Hello,
I’ve tried almost anything to get this to work, but I think I’m missing something somewhere.
I’m using Ember 1.3
My JSON looks somehow like this:
{notes: [{name: "Jamal", seller: {name: "John"}}, {name: "Jamal", seller: {name: "John"}}]} etc.
How do I define seller in the model?
App.Note = DS.Model.extend({
name: DS.attr('string'),
seller: DS.belongsTo('App.Seller', {embedded: 'always'})
});
App.Seller = DS.Model.extend({
name: DS.attr('string')
})
This doesn’t work.
<td>{{note.name}}</td> Works
<td>{{note.seller.name}}</td> Nothing!
It’s my understanding they are dropping support for parsing embedded data within a payload.
Explicit support for embedded records is gone for now.
See: https://github.com/emberjs/data/blob/master/TRANSITION.md#embedded-records
After looking through the source code, DS.EmbeddedRecordsMixin
is still defined but not used in any of the default serializers.
Even if it was possible to support embedded records by manually adding the mixin to your serializer. I think a better solution would be to just format your JSON like below:
{
"notes": [
{
id: 1
name: "Bob",
seller: 1
},
{
id: 2,
name: "Jack",
seller: 2
}
],
sellers: [
{
id: 1,
name: "John"
},
{
id: 2,
name: "Jane"
}
]
}
As long as your payload is returning ids you should be able to override extractArray
within your NotesSerializer
@jamalsoueidan the ActiveModelAdapter package in Ember Data has a mixin: DS.EmbeddedRecordsMixin which supports embedded records. I’ve forked that to complete the support for ActiveModel::Serializers gem in a separate repo: https://github.com/pixelhandler/ember-data-extensions perhaps read the api docs for the mixin on the ember website and if you need the added support for belongsTo which it looks like you do, then try my fork.
Well there will ONLY be one seller all the time, why add a array :S
How can I access the model RAW json data?

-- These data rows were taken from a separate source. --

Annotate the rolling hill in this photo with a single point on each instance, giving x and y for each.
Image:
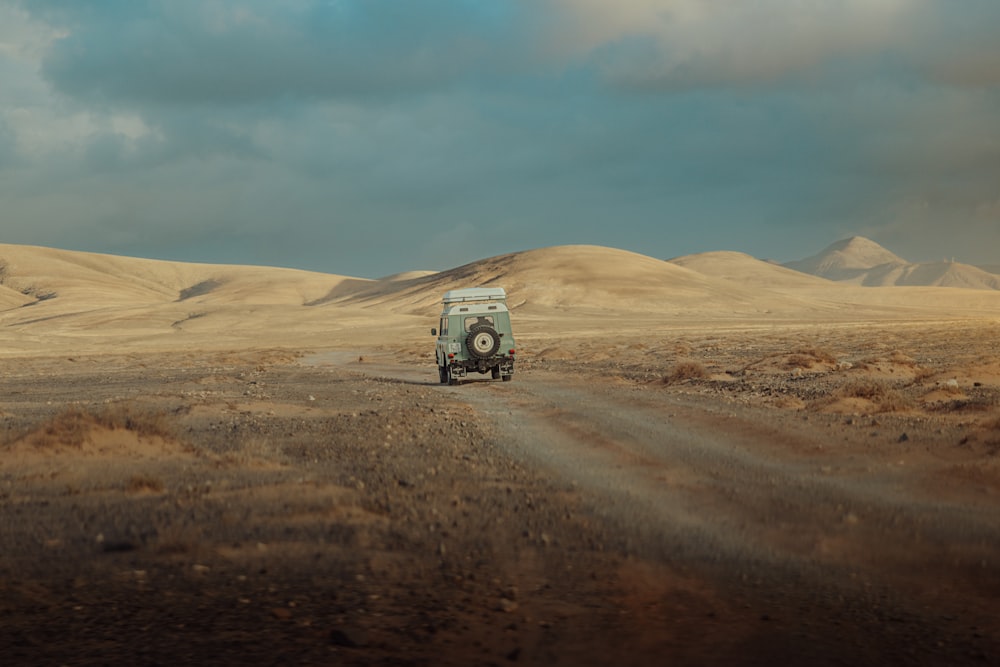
(860, 261)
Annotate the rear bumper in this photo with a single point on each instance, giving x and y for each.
(460, 368)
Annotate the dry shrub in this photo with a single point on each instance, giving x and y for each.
(992, 426)
(144, 483)
(884, 396)
(685, 370)
(902, 359)
(817, 354)
(807, 357)
(72, 427)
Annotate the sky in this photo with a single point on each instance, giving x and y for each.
(370, 137)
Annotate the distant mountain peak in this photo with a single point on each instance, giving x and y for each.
(840, 260)
(861, 261)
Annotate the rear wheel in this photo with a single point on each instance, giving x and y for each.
(482, 342)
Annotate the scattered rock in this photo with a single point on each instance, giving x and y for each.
(507, 606)
(353, 638)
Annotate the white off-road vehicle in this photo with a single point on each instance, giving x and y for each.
(475, 335)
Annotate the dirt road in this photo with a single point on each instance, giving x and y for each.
(832, 552)
(257, 508)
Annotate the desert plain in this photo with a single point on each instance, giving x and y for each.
(708, 461)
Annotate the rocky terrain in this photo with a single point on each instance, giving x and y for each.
(790, 496)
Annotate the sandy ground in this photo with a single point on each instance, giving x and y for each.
(719, 495)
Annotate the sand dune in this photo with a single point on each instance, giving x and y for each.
(743, 268)
(62, 300)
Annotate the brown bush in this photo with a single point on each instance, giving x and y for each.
(72, 427)
(884, 396)
(685, 370)
(141, 482)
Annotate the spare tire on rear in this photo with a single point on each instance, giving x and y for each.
(483, 342)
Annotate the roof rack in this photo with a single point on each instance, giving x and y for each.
(475, 294)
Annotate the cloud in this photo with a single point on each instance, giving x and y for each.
(670, 44)
(372, 136)
(224, 53)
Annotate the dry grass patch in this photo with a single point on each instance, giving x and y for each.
(143, 483)
(881, 394)
(74, 427)
(865, 395)
(807, 357)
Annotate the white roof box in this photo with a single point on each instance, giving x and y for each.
(475, 294)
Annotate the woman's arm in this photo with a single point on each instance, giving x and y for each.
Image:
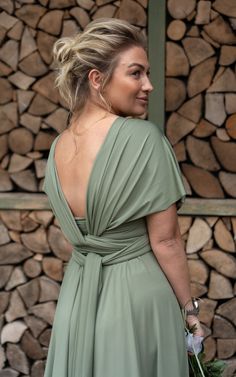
(167, 245)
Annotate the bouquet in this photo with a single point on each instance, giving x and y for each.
(197, 366)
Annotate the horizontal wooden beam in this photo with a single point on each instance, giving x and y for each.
(192, 206)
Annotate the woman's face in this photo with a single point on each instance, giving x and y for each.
(128, 89)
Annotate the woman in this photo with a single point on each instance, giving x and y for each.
(113, 183)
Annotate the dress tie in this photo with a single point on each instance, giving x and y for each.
(108, 251)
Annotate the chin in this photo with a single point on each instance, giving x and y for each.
(135, 113)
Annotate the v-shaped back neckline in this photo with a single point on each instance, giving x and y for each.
(90, 175)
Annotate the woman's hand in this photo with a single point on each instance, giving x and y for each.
(193, 321)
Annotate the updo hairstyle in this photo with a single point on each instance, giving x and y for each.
(97, 47)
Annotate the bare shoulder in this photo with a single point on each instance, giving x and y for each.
(64, 143)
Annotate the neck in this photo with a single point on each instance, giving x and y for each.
(91, 111)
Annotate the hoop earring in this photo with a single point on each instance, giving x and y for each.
(105, 102)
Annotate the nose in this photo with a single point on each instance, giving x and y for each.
(147, 86)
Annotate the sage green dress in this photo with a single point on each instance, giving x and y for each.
(117, 315)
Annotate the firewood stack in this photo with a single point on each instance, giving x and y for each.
(201, 125)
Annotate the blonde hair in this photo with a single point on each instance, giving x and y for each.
(97, 47)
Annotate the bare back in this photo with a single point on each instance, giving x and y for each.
(73, 168)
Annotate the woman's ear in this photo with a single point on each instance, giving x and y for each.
(95, 78)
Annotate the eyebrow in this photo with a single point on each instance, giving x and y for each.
(139, 65)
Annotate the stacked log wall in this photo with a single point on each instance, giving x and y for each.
(200, 124)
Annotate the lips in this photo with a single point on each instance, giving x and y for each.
(143, 98)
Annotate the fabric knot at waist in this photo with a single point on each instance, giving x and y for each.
(115, 246)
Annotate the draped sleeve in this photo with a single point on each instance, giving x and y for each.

@jamalsoueidan given a model instance (record) you can use record.serialize() to get the JSON that will be communicated over HTTP for CREATE, PUT etc. In an Ember app you don’t addess the model instance’s raw JSON. record.get(‘thing.relatedThing.prop’) is get a property of a related record. See the website guides for how to setup the model relationships, for example a one-to-one needs a property on each model that uses DS.belongsTo(‘resouce_singular_name’). Also see the website repository for the very latest docs: https://github.com/emberjs/website/tree/master/source/guides/models The API docs have info on the DS.EmbeddedRecordMixin.
Not working
{{note.get('note.seller.name')}}
I already tried that, not working, and the guide on the website is for 1.0.0 and I’m using 1.3.
github.com/emberjs/website/blob/master/source/guides/models/index.md
This is still for old website, and I can’t find the guide for 1.3
Example this doesn’t work anymore as the guide URL says?
model: function() {
return this.store.find('person', 1);
}
I’m using this
App.NotesRoute = Ember.Route.extend({
model: function() {
return App.Note.find();
}
});
Yeah I know the website guides and docs have been lacking over the past few months, but recently they’ve been improving and In my opinion are now very helpful for getting up and running with Ember Data. I’m using v1.0.0-beta.5 and recently collected notes from the guides on the website.
As for how the models should define relationships and how to lookup records … it helped me to make a jsbin of a simple example of using the belongsTo and hasMany relationships as well as rendering in a handlebars template, see: http://jsbin.com/iCIXuzI/6/edit?html,js,output
Here are my notes on what I think is a list of the fundamentals for using Ember Data: Pixelhandler's blog
Prior to all the updates in the website guides what helped me the most was the transition guide in the ember data repo: https://github.com/emberjs/data/blob/master/TRANSITION.md
@jamalsoueidan Our setup is Django-Tastypie on the backend (so HATEOAS, not the RoR conventions ED expects). I added embedded=true as an option on a relationship and embeddedCommit=true as an option on our adapter.
When pulling down I always expect that records could be embedded (because they often are in the case of child belongsTo, but you might also get an array of resource_uri’s). During PUT/POST I used the options to determine whether or not to embedded records.
I moved away from making custom changes, and just followed the way ember wants the data.
The main point of ember-data 1.0 was that it was expected that custom adapters / serializers would be created since there isn’t a “one size fits all approach”. While the default RESTAdapter and RESTSerializer make a lot of assumptions, extending them you can very quickly get something that matches your system without altering ED at all.